Kazuto had seen enough strategy games to recognize the shape of a losing campaign even when it was dressed up in propaganda and classified briefings. You could see it in the shelter around him — in the way people talked about lost zones not as temporary setbacks but as permanent facts. Zone D had fallen. Nobody said when we take it back. They said since Zone D fell, the way you talked about geography, not military position.

The alarm stopped.

The shelter PA crackled. INCURSION CONTAINED. ZONE B RESIDENTS MAY RETURN TO BLOCKS. ZONE A RESIDENTS AWAIT SECONDARY CLEARANCE.

People stood up with the same mechanical efficiency they had sat down with. The toddler was asleep on his mother's shoulder. The old man was already moving toward the exit. The two teenagers had apparently resolved their argument about ration quality and were walking out side by side.

Kazuto stood.

He was almost to the exit when he heard two GDA officers talking near the medical bay — not trying to keep their voices down, apparently confident that nobody around them was paying attention.

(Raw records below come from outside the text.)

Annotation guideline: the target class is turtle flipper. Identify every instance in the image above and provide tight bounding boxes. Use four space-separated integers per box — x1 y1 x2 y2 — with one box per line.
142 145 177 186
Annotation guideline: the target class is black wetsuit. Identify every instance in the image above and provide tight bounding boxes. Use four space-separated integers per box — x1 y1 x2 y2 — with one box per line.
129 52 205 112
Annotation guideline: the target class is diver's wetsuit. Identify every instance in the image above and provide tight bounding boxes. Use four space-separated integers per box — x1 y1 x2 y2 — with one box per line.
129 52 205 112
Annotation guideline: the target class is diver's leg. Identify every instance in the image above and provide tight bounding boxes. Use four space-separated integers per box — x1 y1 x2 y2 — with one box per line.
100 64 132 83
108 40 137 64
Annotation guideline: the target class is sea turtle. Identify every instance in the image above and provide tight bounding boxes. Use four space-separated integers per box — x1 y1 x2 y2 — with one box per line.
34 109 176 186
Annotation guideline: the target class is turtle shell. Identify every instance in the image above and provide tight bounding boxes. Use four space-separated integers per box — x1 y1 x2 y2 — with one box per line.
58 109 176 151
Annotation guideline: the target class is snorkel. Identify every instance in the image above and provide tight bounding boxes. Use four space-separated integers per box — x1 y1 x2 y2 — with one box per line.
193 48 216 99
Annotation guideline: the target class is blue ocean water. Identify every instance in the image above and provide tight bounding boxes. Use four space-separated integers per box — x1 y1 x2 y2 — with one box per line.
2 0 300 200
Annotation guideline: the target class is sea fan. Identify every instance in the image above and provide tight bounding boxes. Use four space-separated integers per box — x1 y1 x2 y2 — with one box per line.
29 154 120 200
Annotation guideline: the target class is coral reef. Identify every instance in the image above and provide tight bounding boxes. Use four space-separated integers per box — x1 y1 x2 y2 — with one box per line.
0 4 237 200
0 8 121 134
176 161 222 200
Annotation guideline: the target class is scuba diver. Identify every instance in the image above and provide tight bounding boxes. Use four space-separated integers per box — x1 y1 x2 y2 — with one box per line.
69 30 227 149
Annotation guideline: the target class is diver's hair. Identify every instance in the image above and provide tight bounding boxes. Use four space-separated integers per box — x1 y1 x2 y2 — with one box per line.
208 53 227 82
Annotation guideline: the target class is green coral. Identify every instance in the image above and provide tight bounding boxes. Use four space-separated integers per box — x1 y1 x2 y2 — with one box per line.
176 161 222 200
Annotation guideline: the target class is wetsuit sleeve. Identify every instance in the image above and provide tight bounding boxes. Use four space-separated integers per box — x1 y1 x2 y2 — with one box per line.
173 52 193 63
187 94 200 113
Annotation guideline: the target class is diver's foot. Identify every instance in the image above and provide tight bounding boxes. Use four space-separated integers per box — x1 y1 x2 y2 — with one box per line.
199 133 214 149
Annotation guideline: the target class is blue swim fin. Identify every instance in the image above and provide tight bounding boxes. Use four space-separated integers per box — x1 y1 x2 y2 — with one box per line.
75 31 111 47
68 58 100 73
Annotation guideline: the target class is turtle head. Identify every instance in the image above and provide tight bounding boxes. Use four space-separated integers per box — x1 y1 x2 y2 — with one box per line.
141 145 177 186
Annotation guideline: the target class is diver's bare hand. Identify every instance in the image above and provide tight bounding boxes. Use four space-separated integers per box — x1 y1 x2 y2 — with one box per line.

"—three Beta units made it past the outer perimeter before the railguns caught up. Two maintenance workers in the industrial sector, confirmed casualties—"

"What about the relay station?"

"Gone. Same as the last two. They're not attacking randomly — they're mapping our power infrastructure."

"Command knows?"

A pause. "Command is aware."

The first officer's voice dropped half a register. "Being aware and doing something about it are different things."

No answer to that. The conversation ended.

Kazuto walked up the stairs and back into the night air of New Konoha, hands in his jacket pockets, thinking.

The Void Legion was smarter than GDA doctrine assumed. The GDA leadership knew things it wasn't acting on. The civilians in the shelter had accepted a slow grind toward defeat as the natural state of existence.

And somewhere in this city, in the ruins of whatever the industrial sector looked like after a Gamma Wave, the world was waiting for someone to start doing things differently.

He looked up at the sky. The red had faded to the north. The city's ambient light caught the low cloud cover and turned it a dull orange. Somewhere in the distance, a siren was still running — not emergency, just cleanup operations.

He thought about a boy in orange who had been told he was nothing, in a village that had written him off before he could walk, who had decided that the gap between what people believed about him and what he knew about himself was not a ceiling but a starting point.

Kazuto almost smiled.

Yeah, he thought. I know how this kind of story goes.

He turned back toward the residential block and went to get some sleep.

Tomorrow, he would start figuring out how to survive this world.

He had no idea that tomorrow, the world would come to him first.